By Emily Glory Peters
What is it like to learn inside a prison? What do incarcerated students need to thrive?
Molly Yeselson ’23 has been documenting answers to these questions and more in her research as one of Scripps’ 2022–23 Racial Justice and Equity Fellows. Scripps recently featured Yeselson and her fellowship mentor Associate Professor of Writing Kimberly Drake in a webinar taking a closer look at their ambitious project: an open-source handbook to create a prison-based writing center run for incarcerated students, by incarcerated students.
“There are very few of these centers, and in those that exist, outside students or community members come in and tutor. We decided that was not for us,” explained Yeselson. “There are brilliant people inside who are more than capable of tutoring one another, so we had figure out how to make that work.”
The concept grew from the pair’s involvement in Inside-Out classes that are part of the Claremont Colleges’ Justice Education Initiative. Conceived by Temple University, the Inside-Out program brings traditional “outside” and incarcerated “inside” students together for credit-bearing courses. Drake has served as an Inside-Out faculty member for years, with Yeselson joining her classes on writing center tutoring for several semesters and continuing to work on the handbook, which was a class assignment for all of Drake’s Inside-Out courses.

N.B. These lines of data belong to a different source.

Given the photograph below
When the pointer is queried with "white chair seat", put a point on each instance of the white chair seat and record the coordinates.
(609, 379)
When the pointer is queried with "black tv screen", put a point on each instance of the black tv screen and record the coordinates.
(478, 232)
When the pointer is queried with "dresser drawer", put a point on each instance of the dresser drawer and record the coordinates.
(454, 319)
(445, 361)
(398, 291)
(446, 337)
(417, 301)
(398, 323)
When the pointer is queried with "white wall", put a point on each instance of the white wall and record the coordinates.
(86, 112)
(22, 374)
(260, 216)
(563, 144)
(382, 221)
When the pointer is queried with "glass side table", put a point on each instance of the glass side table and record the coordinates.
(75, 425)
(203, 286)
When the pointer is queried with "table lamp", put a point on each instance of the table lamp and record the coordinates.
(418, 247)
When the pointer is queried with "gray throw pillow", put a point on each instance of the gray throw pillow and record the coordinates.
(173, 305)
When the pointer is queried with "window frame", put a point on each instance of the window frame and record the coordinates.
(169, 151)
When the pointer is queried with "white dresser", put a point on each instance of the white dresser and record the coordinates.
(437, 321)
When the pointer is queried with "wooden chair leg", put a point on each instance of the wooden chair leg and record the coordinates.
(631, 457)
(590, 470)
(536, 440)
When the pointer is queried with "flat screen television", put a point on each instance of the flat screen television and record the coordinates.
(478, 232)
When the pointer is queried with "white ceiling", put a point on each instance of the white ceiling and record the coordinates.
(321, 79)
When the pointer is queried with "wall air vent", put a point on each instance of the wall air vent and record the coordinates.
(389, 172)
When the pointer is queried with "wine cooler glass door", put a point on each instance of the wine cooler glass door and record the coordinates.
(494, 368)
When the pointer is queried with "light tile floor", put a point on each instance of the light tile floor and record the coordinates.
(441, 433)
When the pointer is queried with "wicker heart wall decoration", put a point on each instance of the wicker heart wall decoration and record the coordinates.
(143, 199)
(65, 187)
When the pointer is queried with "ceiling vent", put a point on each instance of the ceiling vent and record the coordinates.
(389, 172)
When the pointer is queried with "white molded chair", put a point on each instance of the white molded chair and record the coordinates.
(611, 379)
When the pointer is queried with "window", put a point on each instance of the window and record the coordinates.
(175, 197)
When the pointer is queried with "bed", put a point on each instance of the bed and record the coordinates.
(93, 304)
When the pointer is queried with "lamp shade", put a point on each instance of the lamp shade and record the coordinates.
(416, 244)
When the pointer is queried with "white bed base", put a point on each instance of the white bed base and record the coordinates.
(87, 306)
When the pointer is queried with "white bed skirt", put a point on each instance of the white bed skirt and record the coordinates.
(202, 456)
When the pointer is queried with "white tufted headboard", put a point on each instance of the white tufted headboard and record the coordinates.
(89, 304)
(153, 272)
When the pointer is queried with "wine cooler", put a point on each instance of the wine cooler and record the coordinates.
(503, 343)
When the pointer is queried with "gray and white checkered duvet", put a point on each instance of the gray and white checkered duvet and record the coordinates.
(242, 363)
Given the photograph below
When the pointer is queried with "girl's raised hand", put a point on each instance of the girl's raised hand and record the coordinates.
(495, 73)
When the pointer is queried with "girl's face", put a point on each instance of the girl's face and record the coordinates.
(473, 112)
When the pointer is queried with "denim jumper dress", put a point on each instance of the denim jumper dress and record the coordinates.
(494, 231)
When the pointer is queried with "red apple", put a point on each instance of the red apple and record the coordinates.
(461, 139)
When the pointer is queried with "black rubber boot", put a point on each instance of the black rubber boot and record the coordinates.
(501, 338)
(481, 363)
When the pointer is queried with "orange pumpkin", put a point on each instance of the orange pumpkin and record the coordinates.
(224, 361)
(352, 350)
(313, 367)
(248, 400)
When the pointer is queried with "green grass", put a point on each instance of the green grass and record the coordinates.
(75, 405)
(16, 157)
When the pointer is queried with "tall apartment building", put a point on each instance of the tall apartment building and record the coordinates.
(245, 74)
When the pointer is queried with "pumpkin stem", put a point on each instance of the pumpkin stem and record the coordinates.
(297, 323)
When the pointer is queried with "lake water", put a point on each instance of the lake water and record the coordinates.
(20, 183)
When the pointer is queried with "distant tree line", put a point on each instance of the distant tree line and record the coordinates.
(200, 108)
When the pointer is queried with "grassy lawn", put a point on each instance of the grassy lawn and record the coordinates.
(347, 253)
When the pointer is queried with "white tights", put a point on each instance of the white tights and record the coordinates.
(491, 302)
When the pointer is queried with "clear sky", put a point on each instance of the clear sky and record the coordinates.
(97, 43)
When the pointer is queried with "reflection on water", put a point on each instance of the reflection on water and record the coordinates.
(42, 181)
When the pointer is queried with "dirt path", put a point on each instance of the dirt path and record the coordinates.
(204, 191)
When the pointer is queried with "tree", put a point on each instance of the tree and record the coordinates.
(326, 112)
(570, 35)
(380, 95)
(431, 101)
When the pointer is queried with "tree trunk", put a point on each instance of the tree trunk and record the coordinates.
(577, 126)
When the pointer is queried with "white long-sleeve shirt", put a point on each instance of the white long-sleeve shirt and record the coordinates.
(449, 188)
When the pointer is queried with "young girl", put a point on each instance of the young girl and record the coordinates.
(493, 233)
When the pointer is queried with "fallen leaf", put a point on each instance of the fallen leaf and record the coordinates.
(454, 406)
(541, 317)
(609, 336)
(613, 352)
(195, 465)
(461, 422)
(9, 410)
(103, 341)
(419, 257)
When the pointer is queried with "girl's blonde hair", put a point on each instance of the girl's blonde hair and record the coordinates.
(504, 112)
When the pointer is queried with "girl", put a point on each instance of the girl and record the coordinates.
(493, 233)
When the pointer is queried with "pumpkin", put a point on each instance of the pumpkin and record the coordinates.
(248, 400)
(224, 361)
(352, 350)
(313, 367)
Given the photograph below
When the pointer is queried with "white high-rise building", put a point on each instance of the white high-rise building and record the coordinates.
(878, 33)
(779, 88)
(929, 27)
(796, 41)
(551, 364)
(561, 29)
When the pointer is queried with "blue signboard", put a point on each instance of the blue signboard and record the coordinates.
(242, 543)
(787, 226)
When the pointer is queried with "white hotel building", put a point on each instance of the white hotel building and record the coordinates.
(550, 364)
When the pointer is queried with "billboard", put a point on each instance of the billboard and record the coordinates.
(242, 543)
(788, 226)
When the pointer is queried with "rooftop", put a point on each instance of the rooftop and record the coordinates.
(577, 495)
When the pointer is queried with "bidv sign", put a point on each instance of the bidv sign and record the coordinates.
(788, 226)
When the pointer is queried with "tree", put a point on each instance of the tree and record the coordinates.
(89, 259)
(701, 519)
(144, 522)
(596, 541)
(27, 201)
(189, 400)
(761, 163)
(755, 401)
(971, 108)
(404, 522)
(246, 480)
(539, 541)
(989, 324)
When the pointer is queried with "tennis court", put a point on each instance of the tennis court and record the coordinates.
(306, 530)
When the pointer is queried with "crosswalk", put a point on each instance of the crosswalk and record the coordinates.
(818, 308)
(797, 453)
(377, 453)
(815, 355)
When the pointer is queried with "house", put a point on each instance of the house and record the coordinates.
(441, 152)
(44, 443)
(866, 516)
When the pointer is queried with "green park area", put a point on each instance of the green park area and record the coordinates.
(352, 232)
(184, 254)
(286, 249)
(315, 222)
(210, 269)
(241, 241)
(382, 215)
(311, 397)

The senior eventually suggested that the handbook project become a published book featuring the significant contributions of her inside peers and insights on writing from authors and prominent figures in education or criminal legal system. The first part of Yeselson’s fellowship project includes work from Drake’s six Inside-Out classes and those going forward.
“My inside peers don’t have access to a library or the internet and have to write everything by hand—so we had all these essays, poems, and thoughts scattered in random places. I was like, ‘I’m gonna lose my mind if we don’t organize this,’” Yeselson said.
To aid in her work, Scripps awarded Yeselson funding from its donor-powered Racial Justice and Equity Fellowship (RJE), which supports antiracist research and work with marginalized communities. Not finding software to fit her needs, Yeselson created her own database using tools in Google Drive, grouping content under themes like disability, race, and education; identifying concepts to expand; and working on revisions with authors.
“This is what I spent my summer doing,” she said of her progress. “Reading and archiving all the work of my peers!”
The mountain of handwritten material—even the cover art was designed by an inside peer on a scrap of cardboard, Yeselson said—represents just some of the challenges inside students face with their studies.
“Nothing is predictable in a prison,” Yeselson said, noting the differences between the resources available at a college versus a carceral setting. “Because physical movement is restricted, it’s not as if inside students can simply walk into our writing center whenever they please to get help with assignments. We’ve found that a lot of tutoring ends up occurring in the dorms or in the prison yard.”
The handbook accounts for these realities and poses helpful approaches for tutors.
“The first chapter of the book deals with idea of ‘literacy sponsors,’” said Drake, referencing a concept from her course on literacy. “Everyone has one, so the important questions are those like, ‘Who taught you to read? Were they understanding and affirmative? How does language exclude you from some circles? How have these experiences set a pattern for acquisition of other literacies in the future?’”
Exploring these themes is important for any writer, Drake continued, but essential for writing tutors in carceral spaces. While those spaces may be atypical, both Yeselson and Drake hope that the database Yeselson designed and the handbook will equip other institutions to support incarcerated people pursuing their academic ambitions.
“The inside students get out and take their work into the world—work that advocates for different approaches to literacy sponsorship, to dealing with people who have committed crimes,” Drake said. “That’s the most exciting part of it—that we’ll be able to make big changes.”